From 474422c7f1cc07662804eff13176fcf8b5a6af8c Mon Sep 17 00:00:00 2001
From: Umputun <umputun@gmail.com>
Date: Tue, 5 Dec 2023 19:22:50 -0600
Subject: [PATCH] add more docs

---
 README.md | 57 ++++++++++++++++++++++++++++++++++++-------------------
 1 file changed, 37 insertions(+), 20 deletions(-)
diff --git a/README.md b/README.md
index b4533cda..f4ef4afd 100644
--- a/README.md
+++ b/README.md
@@ -8,6 +8,20 @@ Anti-Spam bot for Telegram.
 
 </div>
 
+## What is it and how it works?
+
+The bot is designed to run as a docker container. It requires a token and a group name/id to work. The bot will listen to all messages in the group and ban users who post spam.
+
+Spam detection based on several factors:
+- similarity to known spam messages
+- number of emojis in the message
+- check user against [Combot Anti-Spam System](https://cas.chat) (CAS)

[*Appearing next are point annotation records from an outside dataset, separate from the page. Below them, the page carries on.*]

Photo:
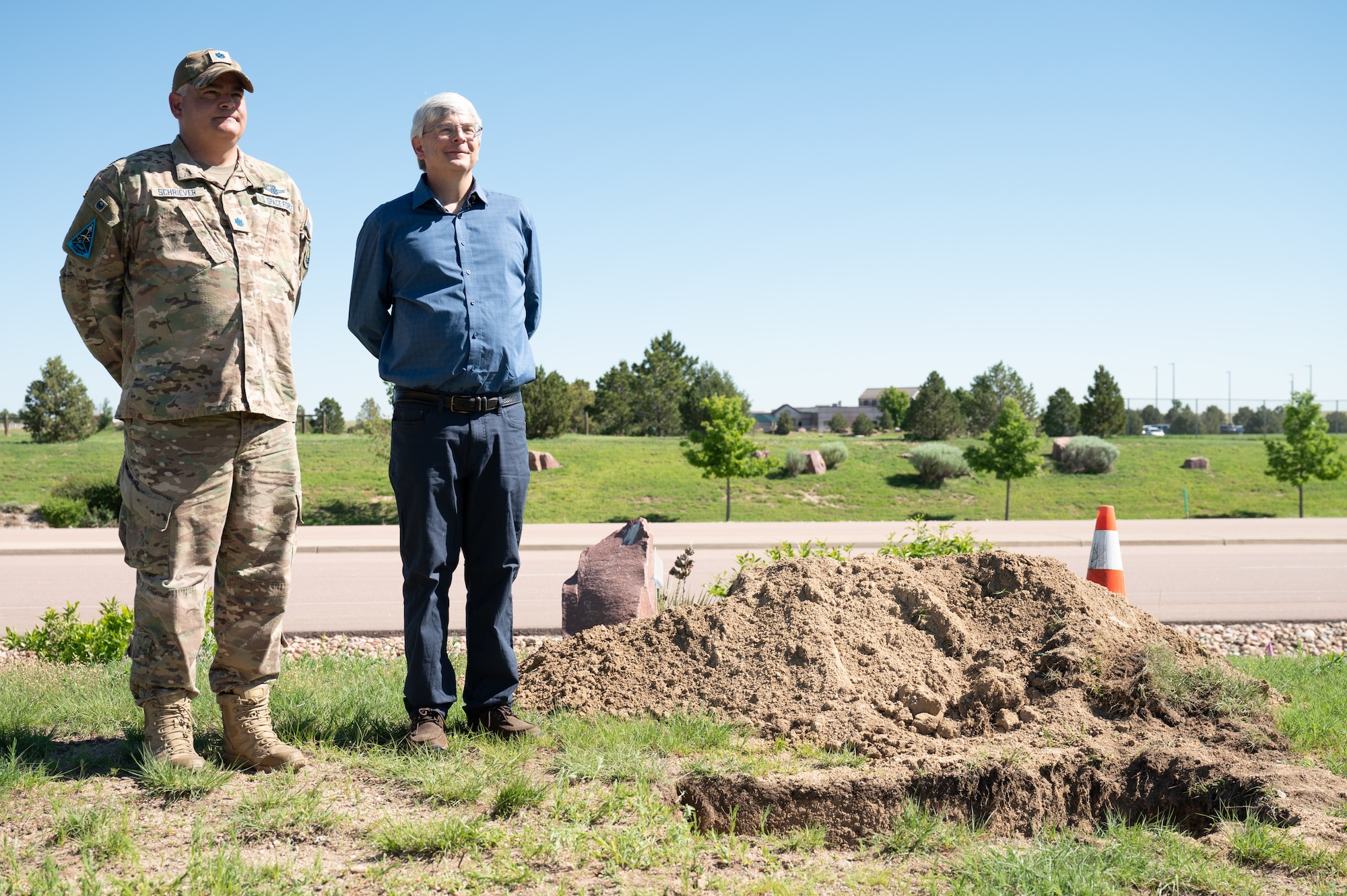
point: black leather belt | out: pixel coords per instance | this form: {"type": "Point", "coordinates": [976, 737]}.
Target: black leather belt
{"type": "Point", "coordinates": [460, 404]}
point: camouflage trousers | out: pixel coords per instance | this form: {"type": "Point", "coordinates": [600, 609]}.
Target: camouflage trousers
{"type": "Point", "coordinates": [199, 494]}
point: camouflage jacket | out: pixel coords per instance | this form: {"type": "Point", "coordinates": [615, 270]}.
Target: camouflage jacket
{"type": "Point", "coordinates": [185, 289]}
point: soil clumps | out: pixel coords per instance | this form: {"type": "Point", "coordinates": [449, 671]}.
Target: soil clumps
{"type": "Point", "coordinates": [995, 687]}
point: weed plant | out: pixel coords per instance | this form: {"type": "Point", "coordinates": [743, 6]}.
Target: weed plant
{"type": "Point", "coordinates": [284, 808]}
{"type": "Point", "coordinates": [174, 782]}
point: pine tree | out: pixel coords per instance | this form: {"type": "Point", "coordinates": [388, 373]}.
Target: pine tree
{"type": "Point", "coordinates": [57, 407]}
{"type": "Point", "coordinates": [548, 405]}
{"type": "Point", "coordinates": [1062, 417]}
{"type": "Point", "coordinates": [1104, 412]}
{"type": "Point", "coordinates": [935, 412]}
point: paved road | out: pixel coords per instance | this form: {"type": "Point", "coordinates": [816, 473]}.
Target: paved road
{"type": "Point", "coordinates": [348, 578]}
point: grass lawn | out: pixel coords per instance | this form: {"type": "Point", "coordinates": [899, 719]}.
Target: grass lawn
{"type": "Point", "coordinates": [614, 478]}
{"type": "Point", "coordinates": [585, 808]}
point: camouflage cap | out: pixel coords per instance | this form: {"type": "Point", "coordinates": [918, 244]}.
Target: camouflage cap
{"type": "Point", "coordinates": [201, 67]}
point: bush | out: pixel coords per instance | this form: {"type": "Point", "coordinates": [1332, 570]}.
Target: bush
{"type": "Point", "coordinates": [102, 494]}
{"type": "Point", "coordinates": [63, 638]}
{"type": "Point", "coordinates": [64, 513]}
{"type": "Point", "coordinates": [1086, 454]}
{"type": "Point", "coordinates": [937, 462]}
{"type": "Point", "coordinates": [834, 452]}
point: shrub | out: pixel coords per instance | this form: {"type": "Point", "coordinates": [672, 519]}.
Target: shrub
{"type": "Point", "coordinates": [937, 462]}
{"type": "Point", "coordinates": [834, 452]}
{"type": "Point", "coordinates": [63, 638]}
{"type": "Point", "coordinates": [102, 494]}
{"type": "Point", "coordinates": [64, 513]}
{"type": "Point", "coordinates": [1086, 454]}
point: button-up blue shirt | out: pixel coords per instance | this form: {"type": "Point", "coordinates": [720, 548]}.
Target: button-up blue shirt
{"type": "Point", "coordinates": [449, 302]}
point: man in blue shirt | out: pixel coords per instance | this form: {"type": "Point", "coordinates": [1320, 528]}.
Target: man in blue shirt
{"type": "Point", "coordinates": [447, 294]}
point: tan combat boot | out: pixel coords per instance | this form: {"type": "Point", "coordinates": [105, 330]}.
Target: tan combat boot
{"type": "Point", "coordinates": [169, 731]}
{"type": "Point", "coordinates": [250, 742]}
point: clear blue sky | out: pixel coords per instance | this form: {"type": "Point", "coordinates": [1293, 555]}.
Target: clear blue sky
{"type": "Point", "coordinates": [817, 197]}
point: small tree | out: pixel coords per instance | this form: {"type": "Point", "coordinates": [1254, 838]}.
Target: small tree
{"type": "Point", "coordinates": [57, 407]}
{"type": "Point", "coordinates": [1012, 448]}
{"type": "Point", "coordinates": [1062, 416]}
{"type": "Point", "coordinates": [935, 413]}
{"type": "Point", "coordinates": [548, 405]}
{"type": "Point", "coordinates": [1309, 451]}
{"type": "Point", "coordinates": [895, 401]}
{"type": "Point", "coordinates": [1104, 412]}
{"type": "Point", "coordinates": [329, 417]}
{"type": "Point", "coordinates": [723, 450]}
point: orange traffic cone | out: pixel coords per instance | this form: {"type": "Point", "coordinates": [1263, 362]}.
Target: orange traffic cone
{"type": "Point", "coordinates": [1105, 555]}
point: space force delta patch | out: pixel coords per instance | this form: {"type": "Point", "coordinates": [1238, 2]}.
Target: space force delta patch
{"type": "Point", "coordinates": [277, 203]}
{"type": "Point", "coordinates": [81, 244]}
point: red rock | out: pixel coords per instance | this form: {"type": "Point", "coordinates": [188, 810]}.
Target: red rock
{"type": "Point", "coordinates": [614, 583]}
{"type": "Point", "coordinates": [542, 460]}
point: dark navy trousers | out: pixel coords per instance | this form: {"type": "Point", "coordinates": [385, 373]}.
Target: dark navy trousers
{"type": "Point", "coordinates": [460, 482]}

+- check the overall similarity of the message to the known spam messages
+- compare with the list of stop words
+
+If the message is considered spam, the bot will delete it and ban the user.
+
+
 ## Getting bot token for Telegram
 
 To get a token, talk to [BotFather](https://core.telegram.org/bots#6-botfather). All you need is to send `/newbot` command and choose the name for your bot (it must end in `bot`). That is it, and you got a token which you'll need to write down into remark42 configuration as `TELEGRAM_TOKEN`.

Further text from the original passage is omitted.